Penundaan koreksi dan pengembalian kertas hasil pekerjaan siswa yang terlalu lama juga menyebabkan guru akan kesulitan memberikan review terhadap materi penting belum dikuasai siswa dengan baik. Karena lamanya selang waktu koreksi dan pengembalian, materi yang tak terkuasai dengan baik oleh siswa itu jadi begitu jauh terlewat. Jika diulang tentu akan mengganggu “smoothness”-nya pembelajaran. Kegiatan belajar mengajar jadi terdistraksi oleh ketidakruntutan dan bolak-baliknya konten pembelajaran. Lagi-lagi ini akan merusak motivasi belajar siswa.
Agar Umpan balik menjadi lebih baik, ada tiga hal yang mesti dilakukan, yaitu : (1) Fokuslah pada tujuan pembelajaran (2) Berikan umpan balik ini sesering mungkin, dan (3) Berikan penjelasan secara lebih mendalam.

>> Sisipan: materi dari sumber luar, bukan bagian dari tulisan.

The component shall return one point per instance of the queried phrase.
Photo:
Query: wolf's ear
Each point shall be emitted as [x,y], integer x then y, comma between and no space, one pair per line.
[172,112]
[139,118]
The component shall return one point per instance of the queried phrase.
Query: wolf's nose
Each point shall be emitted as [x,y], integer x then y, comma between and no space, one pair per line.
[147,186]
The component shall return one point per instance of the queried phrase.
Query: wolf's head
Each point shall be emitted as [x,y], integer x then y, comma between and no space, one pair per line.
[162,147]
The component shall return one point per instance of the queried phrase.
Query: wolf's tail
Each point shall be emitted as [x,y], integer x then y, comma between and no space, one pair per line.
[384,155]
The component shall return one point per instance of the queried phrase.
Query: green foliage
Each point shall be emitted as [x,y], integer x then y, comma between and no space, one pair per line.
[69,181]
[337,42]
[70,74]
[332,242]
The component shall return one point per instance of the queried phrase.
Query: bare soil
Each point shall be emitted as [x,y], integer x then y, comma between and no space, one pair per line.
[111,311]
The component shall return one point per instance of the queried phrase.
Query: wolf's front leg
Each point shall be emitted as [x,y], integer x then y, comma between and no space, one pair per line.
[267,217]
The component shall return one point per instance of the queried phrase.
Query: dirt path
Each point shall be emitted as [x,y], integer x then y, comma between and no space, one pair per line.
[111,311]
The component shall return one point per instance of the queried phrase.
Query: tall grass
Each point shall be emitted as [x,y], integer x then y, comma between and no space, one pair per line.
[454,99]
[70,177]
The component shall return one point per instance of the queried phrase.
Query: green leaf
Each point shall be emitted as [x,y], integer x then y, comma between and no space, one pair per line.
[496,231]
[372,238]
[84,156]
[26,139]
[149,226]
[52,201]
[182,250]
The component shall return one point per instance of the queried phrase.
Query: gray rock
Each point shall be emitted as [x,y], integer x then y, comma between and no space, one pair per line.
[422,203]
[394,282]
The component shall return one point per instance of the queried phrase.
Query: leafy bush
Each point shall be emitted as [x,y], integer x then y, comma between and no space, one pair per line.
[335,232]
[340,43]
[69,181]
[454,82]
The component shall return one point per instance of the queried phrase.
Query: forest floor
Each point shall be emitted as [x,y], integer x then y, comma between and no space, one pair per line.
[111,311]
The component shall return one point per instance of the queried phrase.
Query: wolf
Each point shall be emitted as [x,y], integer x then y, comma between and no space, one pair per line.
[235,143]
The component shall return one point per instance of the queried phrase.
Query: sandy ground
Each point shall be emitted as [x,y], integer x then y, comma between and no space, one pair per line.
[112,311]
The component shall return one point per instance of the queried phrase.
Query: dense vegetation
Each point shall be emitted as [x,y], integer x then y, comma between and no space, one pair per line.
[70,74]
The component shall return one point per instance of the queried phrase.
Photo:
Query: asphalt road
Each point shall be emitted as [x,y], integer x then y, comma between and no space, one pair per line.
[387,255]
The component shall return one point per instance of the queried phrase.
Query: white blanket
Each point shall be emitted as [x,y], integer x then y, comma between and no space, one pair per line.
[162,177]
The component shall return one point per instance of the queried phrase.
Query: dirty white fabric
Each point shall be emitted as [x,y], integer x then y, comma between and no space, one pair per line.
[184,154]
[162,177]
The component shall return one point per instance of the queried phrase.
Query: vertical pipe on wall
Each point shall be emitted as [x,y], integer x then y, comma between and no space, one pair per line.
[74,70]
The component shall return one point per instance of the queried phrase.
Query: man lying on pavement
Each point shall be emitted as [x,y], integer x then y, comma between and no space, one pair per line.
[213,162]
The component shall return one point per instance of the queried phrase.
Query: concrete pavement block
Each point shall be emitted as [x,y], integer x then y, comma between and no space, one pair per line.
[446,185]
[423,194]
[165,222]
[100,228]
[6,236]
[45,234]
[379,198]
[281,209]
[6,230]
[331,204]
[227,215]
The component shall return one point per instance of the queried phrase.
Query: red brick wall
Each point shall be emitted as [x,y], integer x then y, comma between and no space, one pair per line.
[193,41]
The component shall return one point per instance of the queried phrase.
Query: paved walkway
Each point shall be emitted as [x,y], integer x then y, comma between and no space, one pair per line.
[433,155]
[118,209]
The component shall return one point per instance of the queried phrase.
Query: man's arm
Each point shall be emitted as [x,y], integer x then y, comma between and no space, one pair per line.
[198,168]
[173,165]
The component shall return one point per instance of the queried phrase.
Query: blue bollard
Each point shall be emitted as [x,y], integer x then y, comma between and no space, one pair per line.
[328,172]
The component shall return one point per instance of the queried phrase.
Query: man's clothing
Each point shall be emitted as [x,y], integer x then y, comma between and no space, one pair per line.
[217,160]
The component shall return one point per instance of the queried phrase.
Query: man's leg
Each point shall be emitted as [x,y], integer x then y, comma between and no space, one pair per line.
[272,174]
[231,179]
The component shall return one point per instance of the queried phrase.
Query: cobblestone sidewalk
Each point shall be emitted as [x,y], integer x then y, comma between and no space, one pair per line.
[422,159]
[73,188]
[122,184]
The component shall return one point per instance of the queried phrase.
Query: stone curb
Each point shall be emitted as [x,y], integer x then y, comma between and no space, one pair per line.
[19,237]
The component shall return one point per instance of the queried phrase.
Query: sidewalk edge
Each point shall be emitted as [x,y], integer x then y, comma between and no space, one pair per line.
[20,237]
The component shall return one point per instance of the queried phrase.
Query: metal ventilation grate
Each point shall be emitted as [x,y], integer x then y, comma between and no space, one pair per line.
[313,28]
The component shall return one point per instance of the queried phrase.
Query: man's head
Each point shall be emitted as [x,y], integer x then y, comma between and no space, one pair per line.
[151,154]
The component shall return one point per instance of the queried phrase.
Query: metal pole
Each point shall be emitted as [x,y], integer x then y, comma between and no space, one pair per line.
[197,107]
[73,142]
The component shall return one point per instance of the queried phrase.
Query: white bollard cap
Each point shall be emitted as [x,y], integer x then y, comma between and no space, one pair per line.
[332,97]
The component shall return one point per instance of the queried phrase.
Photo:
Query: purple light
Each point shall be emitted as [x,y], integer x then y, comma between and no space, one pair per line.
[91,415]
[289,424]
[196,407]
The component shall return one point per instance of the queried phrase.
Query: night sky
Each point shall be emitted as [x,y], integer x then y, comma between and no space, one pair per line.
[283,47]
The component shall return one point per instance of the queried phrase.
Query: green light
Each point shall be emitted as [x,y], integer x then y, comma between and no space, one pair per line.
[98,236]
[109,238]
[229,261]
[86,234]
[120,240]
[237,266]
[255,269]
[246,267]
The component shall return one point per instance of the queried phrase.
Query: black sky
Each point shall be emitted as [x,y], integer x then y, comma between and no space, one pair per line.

III. Penerapan Prinsip Perkembangan dan Kecepatan Siswa dalam Belajar Sangat Bervariasi
Contoh penerapan prinsip Perkembangan Dan Kecepatan Siswa Dalam Belajar Sangat Bervariasi dalam pelajaran antara lain:
Beri inspirasi
Beberapa anak-anak atau siswa tidak menyukai matematika karena tidak tahu intinya. Tidak seperti membaca atau menggambar, symbol matematika dan bilangan seperti tidak punya arti. Tunjukkan betapa pentingnya matematika dalam kehidupan sehari-hari atau di dunia nyata. Ceritakan penemuan-penemuan penting mulai dari piramida di Mesir, sampai ke Mars, tidak ada yang bisa dicapai tanpa metematika, dan matematikawan.
Beri contoh nyata
Ajak anak-anak atau siswa dalam matematika nyata lepas dari sekolah. Temukan sesuatu yang menarik bagi anak dan hubungkan dengan matematika. Misalnya, jika mereka suka basket/sepak bola, selama pertandingan, Tanya amereka berapa point tim yang kalah harus dapatkan untuk memenangkan pertandingan. Dan berapa banyak pertandingan yang mereka butuhkan untuk menang sampai mereka dapat point cukup untuk memenangkan liga? Jika mereka suka membantu di rumah, ajak mereka mengukur kayu yang harus dipotong, atau menimbang bahan untuk kue. Di took ajak mereka menghitung total harga atau tanyakan berapa kembalian uangnya.
Tahap demi tahap
Sukses dalam matematika, seperti juga dalam hidup adalah membagi proyek besar dalam proyek-proyek kecil yang lebih mudah. Tunjukkan keuntungan mengerjakan satu soal dengan membaginya dalam tahap-tahap kecil yang membuat jauh lebih mudah.
Dorongan krativitas
Anak-anak atau siswa mungkin merasa “stuck” dalam suatu topic karena mereka hanya melihat dari satu sisi. Mungkin mereka butuh melihat dari sisi lain yang berbeda. Tunjukkan keindahan sudut pandang yang berbeda. Bantu mereka melihat situasi dari perspektif orang lain. Beri mereka kebiasaan untuk eksploring berbagai cara untuk memcahkan masalah. Bahkan sesuatu yang sederhana seperti membereskan kamar bisa punya berbagai solusi.
Berpikir positif
Haruskah pernyataan negative seperti, “matematika itu susah” (bahkan jika anda merasa itu susah). Jelaskan bahwa semua orang punya kemampuan untuk mengerjakan matematika dan memecahkan soal-soal matematika tidak berbeda dengan memecahkan masalah-masalah lain . Di atas semua itu, berikan kepercayaan diri kepada anak. Ajarkan bahwa selalu ada solusi untuk semua problem. Kita akan berlaku lebih baik kalau kita menyukai yang kita kerjakan, dan membuat anak tertarik pada matematika.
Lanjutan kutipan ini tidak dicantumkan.